Part 2 – Proposed scope of the review of energy standards
The energy standards introduced in October 2015 for new buildings, set targets that deliver an aggregate reduction in greenhouse gas emissions of 21% for new homes and 43% for other buildings over the previous 2010 standards. The 2015 changes follow previous reviews in 2007 and 2010 which also introduced step changes in the energy standards applicable to new buildings and new building work.
Emissions from new buildings constructed to current building standards are, on average, 75% lower than those constructed to the equivalent standards in force in 1990 (the baseline year for reporting on carbon emissions abatement).
This review of the energy standards, and the supporting guidance, will consider the next steps to increasing the level of abatement achieved in new construction work. The draft scope of the topics to be considered are:
- Achieving further carbon abatement from new buildings – investigating further reductions including the levels proposed in the 2013 Sullivan Report update.
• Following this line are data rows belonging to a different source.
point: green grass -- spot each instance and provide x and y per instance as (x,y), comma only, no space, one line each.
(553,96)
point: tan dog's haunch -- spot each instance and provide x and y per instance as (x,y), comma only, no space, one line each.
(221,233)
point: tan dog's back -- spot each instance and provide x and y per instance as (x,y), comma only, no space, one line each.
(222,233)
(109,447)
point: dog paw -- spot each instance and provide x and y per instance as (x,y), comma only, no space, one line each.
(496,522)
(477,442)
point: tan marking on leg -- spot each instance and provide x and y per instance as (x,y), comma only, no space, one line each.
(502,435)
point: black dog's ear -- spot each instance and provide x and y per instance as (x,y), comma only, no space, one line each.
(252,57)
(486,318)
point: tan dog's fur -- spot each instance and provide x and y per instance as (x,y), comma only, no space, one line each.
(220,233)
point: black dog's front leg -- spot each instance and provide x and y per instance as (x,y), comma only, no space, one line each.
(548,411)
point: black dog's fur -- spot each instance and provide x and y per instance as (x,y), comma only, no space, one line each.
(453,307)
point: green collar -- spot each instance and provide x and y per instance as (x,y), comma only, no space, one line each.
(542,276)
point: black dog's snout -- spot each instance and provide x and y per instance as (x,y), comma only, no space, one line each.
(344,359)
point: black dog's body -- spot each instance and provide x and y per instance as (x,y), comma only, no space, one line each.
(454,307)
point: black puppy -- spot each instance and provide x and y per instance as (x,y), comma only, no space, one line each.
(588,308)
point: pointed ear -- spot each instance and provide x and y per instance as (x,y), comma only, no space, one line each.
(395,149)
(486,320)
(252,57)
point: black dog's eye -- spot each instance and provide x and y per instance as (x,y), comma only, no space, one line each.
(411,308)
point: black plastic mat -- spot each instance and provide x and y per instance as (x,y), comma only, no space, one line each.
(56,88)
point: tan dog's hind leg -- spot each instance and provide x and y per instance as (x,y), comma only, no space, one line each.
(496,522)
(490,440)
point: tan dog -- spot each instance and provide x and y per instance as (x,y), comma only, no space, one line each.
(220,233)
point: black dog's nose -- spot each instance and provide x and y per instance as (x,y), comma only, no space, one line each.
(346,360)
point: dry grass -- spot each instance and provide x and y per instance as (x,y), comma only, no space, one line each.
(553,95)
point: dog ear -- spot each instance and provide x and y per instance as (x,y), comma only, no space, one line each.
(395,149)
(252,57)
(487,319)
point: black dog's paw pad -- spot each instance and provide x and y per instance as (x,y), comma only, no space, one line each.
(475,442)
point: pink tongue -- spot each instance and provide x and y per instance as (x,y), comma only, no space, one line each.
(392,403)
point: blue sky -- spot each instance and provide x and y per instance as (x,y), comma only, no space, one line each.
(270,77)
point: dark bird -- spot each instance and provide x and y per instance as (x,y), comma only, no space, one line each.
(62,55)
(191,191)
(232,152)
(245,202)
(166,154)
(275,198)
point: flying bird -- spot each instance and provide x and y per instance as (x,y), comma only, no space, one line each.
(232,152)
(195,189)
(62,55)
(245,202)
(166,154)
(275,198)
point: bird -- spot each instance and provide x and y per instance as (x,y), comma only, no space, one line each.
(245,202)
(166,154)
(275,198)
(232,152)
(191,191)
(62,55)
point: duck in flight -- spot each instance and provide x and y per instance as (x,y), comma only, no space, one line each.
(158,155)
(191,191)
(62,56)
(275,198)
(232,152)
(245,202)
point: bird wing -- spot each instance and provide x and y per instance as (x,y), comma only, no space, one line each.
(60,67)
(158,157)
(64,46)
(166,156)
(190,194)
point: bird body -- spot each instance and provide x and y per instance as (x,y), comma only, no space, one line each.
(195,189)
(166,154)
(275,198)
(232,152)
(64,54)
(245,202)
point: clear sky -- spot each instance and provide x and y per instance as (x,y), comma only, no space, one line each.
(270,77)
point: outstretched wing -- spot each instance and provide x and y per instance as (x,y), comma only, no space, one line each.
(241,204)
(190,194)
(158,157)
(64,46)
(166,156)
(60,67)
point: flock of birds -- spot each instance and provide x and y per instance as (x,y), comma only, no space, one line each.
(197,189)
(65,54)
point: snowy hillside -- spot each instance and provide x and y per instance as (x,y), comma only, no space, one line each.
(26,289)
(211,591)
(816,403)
- Setting of performance standards in terms of energy rather than emissions – recognising a stronger focus on energy demand reduction within Ministerial policy and EU legislation, we will investigate the benefits of setting targets in terms of energy demand whilst still reporting on greenhouse gas emissions.
- Achieving further carbon abatement from existing buildings – to support broader Scottish Government policy objectives, reviewing guidance on work to existing buildings to give more comprehensive information to support other drivers for the renovation of our existing stock.
- Improvements to heating systems when replacing boilers – looking at the benefits of requiring the installation of heating controls when heat sources are upgraded, as well as other consequential actions, to enable systems to be operated at optimum efficiency (this follows discussion on similar work being undertaken in England by the UK Government).
- Designed versus as-built performance – review on potential for action within the building standards system to improve the quality and performance of new buildings, including a comparison to their designed (calculated) performance.
- Alignment of change with broader Scottish Government policy objectives – cross-cutting work to determine how building standards may assist other carbon and energy policy outcomes, including support for renewable heat and the reduction of energy demand through the use of new technologies.
- Investigate current constraints affecting further emissions reduction – with other policy colleagues; topics include grid constraints on new generating sources and skills/capacity within the construction sector.
- Action on EU requirements for 'nearly zero energy' new buildings from 2019/21 – UK work in this area is on-going and proposals will be developed for Ministers to consider in the context of Scotland's position in Europe, post-exit.
Two related items being considered within a separate review of miscellaneous building standards topics which began earlier in 2018, are:
- Allowable solutions – consider the potential to set a 'net zero carbon' standard for new buildings through use of carbon offsetting measures unrelated to the buildings, as mentioned in the 2013 Sullivan Report update.
- Enabling charging of electric vehicles - working in partnership with Transport Scotland, to investigate provision of EV charging points or enabling infrastructure within new buildings.
Any changes to the standards or supporting guidance will be subject to a public consultation.
It is anticipated that the next set of standards and supporting guidance will be introduced in October 2021 with the changes being published 1 year in advance. Versions of the national calculation methodologies ( SAP & SBEM) will be available before the revised standards and guidance take effect.
The review will also consider all relevant actions/findings arising from the Fire Safety and Compliance & Enforcement reviews that are currently in progress.